De cenizas y prodigios
Todos los amaneceres, incluso los desvaídos, el batelero recogía las ánimas de los salmantinos y las transportaba al más allá. Pero ni el barquero sospechaba que era Caronte (no tenía mazo), ni ellas sabían que marchaban a penar.
Lo cierto es que Hermes y Osiris, en una confluencia astral que sólo se produce cuando ambos están enamorados, habían decidido compartir su alegría con los espíritus durante el tiempo que durasen sus amores.
Por eso habían cambiado el camino al Hades, con su sol negro y sus aguas ponzoñosas, por una ruta que rasgaba los cielos en dirección al bellísimo oeste, el rincón donde iba a dormir la luz todos los atardeceres.
¿No deberían conocer los espíritus el favor que se les ofrecía?
Mas... ¿Quién se atreve a despertar a un alma ensimismada?

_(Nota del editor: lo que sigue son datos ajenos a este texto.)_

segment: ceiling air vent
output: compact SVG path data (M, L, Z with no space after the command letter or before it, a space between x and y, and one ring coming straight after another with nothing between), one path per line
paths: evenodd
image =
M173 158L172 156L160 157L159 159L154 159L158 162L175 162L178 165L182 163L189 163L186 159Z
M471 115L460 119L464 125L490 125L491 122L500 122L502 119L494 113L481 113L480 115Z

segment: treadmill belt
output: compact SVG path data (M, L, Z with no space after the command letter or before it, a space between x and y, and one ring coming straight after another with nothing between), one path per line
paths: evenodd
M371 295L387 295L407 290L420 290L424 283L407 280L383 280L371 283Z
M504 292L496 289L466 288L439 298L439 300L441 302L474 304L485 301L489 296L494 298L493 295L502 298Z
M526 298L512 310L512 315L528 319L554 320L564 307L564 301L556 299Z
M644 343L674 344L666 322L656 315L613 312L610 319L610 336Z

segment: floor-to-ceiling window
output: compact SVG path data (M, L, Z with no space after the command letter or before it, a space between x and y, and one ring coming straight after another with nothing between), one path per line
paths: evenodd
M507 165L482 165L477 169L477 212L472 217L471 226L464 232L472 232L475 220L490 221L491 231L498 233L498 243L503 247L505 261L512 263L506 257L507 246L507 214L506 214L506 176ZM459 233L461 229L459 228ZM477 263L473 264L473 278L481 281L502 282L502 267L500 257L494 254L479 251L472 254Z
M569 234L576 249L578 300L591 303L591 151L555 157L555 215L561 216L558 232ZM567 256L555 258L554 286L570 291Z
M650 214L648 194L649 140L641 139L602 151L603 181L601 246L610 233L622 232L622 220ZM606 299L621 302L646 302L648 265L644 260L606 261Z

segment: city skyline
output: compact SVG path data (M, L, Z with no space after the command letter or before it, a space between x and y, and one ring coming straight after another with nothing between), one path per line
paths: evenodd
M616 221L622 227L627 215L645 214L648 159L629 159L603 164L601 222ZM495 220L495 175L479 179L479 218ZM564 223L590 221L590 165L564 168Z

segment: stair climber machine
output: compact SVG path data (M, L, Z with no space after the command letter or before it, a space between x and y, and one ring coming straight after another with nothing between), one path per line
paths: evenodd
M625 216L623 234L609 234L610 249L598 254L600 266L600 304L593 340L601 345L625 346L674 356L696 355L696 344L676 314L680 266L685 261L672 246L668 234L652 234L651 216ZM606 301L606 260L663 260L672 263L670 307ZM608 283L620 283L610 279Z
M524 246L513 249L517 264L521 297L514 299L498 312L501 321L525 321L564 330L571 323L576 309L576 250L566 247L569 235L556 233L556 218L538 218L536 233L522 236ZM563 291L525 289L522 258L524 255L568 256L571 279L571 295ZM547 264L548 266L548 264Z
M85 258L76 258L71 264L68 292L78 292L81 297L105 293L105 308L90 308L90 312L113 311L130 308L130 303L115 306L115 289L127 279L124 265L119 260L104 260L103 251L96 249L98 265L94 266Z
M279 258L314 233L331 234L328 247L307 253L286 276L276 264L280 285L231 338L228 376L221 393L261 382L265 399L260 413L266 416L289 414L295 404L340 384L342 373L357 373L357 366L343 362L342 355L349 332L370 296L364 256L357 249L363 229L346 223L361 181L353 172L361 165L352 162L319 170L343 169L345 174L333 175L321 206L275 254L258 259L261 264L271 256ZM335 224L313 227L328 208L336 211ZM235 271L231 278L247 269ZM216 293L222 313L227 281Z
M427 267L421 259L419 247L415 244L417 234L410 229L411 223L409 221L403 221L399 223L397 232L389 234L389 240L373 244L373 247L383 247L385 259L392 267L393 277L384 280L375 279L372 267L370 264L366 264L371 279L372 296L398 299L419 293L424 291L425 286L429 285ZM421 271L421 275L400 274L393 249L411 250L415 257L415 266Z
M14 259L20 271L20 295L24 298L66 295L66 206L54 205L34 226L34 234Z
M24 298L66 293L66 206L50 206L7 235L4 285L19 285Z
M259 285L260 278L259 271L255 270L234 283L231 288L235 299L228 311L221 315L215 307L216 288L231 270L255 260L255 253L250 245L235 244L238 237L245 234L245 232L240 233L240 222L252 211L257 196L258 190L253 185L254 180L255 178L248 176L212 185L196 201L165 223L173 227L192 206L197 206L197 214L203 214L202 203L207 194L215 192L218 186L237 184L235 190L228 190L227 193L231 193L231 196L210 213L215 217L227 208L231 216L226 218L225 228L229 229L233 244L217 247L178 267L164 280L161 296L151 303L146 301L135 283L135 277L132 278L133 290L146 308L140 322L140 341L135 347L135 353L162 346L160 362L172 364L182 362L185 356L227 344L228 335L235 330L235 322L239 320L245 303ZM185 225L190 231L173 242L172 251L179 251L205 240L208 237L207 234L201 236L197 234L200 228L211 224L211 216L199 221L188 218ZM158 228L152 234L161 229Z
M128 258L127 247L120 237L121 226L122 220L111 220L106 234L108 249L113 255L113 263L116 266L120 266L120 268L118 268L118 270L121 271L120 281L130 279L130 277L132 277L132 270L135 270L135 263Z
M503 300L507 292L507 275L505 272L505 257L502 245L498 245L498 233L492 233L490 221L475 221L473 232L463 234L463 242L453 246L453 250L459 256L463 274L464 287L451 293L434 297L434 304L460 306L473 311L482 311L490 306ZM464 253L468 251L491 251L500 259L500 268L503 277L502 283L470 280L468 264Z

Ellas, ignorantes, jugaban a quitarle los remos y el timón al barquero sin recelar que, tal vez mañana, él se encarnará de Carón y volverá a maltratar las almas de los muertos, y las llevará por Estigia hasta el mundo subterráneo (como ha hecho siempre), donde serán recibidas por imperios de seres monstruosos con cabezas de carnero, o de hipopótamo, o de tortuga, que al sentir su corazón más pesado que un soplo de plumas, harán venir al dios devorador de difuntos (invisible bajo el casco que le regalaron los cíclopes), que les arrancará el corazón y se lo comerá para que no puedan sobrevivir en el más allá.